Salient to Investors:

Fareed Zakaria said:

  • Japan desperately needs real reforms that open up the economy and make it more friendly for business.
  • The Economist says a Japanese company has to actually go out of business to be able fire any of its workers. Japan is 134th out of 144 in the World Economic Forum’s Global Competitive Index in flexibility of hiring and firing.
  • Japanese agriculture gets 3 times the subsidies in the EU and 6 times those in the US. Japan ranks 26th of 31 high income countries in ease of starting a business in the World Bank’s Doing Business report.
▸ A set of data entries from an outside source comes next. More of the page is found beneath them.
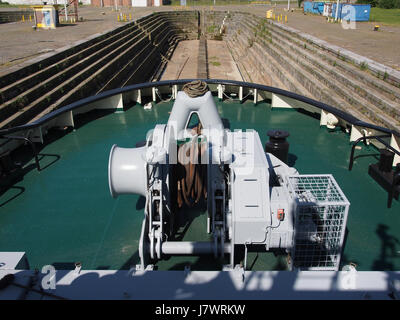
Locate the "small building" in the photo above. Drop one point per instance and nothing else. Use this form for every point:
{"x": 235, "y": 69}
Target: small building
{"x": 126, "y": 3}
{"x": 313, "y": 7}
{"x": 352, "y": 12}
Samuel Huntington said the reason why, since WWII, the outcome of almost every US militarily engagement in conflicts around the world has been inconclusive, muddled or worse is because it rarely entered them actually trying to win and Americans rarely saw the problem as one that justified getting fully committed.  Huntington said where we succeeded – the 1990 Persian Gulf War, Grenada and Panama – we did fight to win, used massive force and achieved a quick, early knockout.
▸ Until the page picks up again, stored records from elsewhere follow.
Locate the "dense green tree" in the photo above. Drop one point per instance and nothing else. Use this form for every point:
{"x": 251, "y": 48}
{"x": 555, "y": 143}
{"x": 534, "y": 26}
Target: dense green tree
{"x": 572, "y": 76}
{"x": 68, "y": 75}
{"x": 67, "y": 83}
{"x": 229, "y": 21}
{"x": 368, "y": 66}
Daniel Drezner at ForeignPolicy.com said the goal of Obama policy towards Syria over the past two years is to ensnare Iran and Hezbollah into a protracted, resource-draining civil war, with as minimal costs as possible – this is has been accomplished at an appalling toll in lives lost.
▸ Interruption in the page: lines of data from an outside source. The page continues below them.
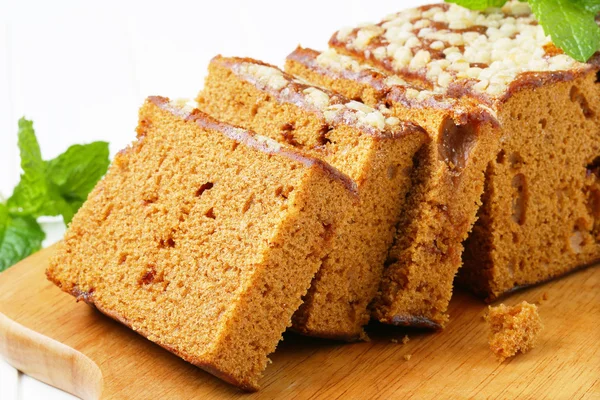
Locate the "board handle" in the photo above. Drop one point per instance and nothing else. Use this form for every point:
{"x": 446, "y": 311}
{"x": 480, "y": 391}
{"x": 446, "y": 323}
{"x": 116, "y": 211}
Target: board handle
{"x": 49, "y": 361}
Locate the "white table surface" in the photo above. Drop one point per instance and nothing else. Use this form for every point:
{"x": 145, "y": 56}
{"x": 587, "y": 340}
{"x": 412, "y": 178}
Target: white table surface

Niall Ferguson at Harvard said:

  • Bernanke has been consistent in saying that of course there will come a time at some future meeting when the data will be strong enough to justify tapering.  Bernanke has been crucial and must be given credit for having averted a second Great Depression. Janet Yellin is highly qualified as is Tim Geithner.
  • Any kind of business is easier to start in the UK than in the US. The US is no longer number one. It does not have the best rule of law, it has a really expensive and complex system, which is opaque and full of risks for any entrepreneur. The US has more complex regulation for a small business than most European countries. 63 different federal agencies pour out 3,000 or 4,000 regulations a year. Since WWII, only one president, Reagan, has presided over a reduced federal register – it shrank by 30 percent while the economy grew in real terms by 30 percent.
  • Incredibly complex systems of regulation, environmental or financial, advantage the big corporations, because they have the lawyers.  e.g. healthcare.  Small businesses are not becoming medium size businesses, which is what you would expect if this recovery were for real.